Doing this you are invoking undefined behavior. The code might just as well format your hard drive.
You can avoid this by using the special syntax for character array initialization:
char y[] = "test";
This initializes y
with five characters, since it automatically appends a '\0'
.
Note that I also left the array's size unspecified. The compiler figures this out itself, and it automatically re-figures if I change the string's length.
BTW, here's a simple strlen()
implementation:
size_t strlen(const char* p)
{
size_t result = 0;
while(*p++) ++result;
return result;
}
Modern implementations will likely not fetch individual bytes or even use CPU intrinsics, but this is the basic algorithm.

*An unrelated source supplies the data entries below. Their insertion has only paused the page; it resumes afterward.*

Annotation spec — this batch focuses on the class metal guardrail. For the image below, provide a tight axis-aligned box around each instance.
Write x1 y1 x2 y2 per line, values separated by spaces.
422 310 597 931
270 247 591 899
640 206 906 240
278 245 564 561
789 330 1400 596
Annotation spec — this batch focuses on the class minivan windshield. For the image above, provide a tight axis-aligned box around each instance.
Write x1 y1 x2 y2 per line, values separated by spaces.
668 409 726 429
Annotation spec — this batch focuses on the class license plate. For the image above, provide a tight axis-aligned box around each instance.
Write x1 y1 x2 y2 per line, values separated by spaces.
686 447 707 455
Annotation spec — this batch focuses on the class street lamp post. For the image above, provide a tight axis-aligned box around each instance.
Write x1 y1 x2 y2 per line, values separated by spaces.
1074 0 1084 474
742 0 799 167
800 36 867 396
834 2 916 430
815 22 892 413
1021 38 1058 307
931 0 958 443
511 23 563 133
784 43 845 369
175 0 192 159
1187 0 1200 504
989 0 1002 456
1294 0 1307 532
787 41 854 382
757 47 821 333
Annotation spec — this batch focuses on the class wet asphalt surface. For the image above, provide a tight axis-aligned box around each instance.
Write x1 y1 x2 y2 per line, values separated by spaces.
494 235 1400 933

The following is not a null terminated array of characters:
char y[4] = {'t','e','s','t'};
Part of strlen()
's contract is that it be provided with a pointer to a null terminated string. Since that doesn't happen with strlen(y)
, you get undefined behavior. In your particular case, you get 6
returned, but anything could happen, including a program crash.
From C99's 7.1.1 "Definition of terms":
A string is a contiguous sequence of characters terminated by and including the first null character.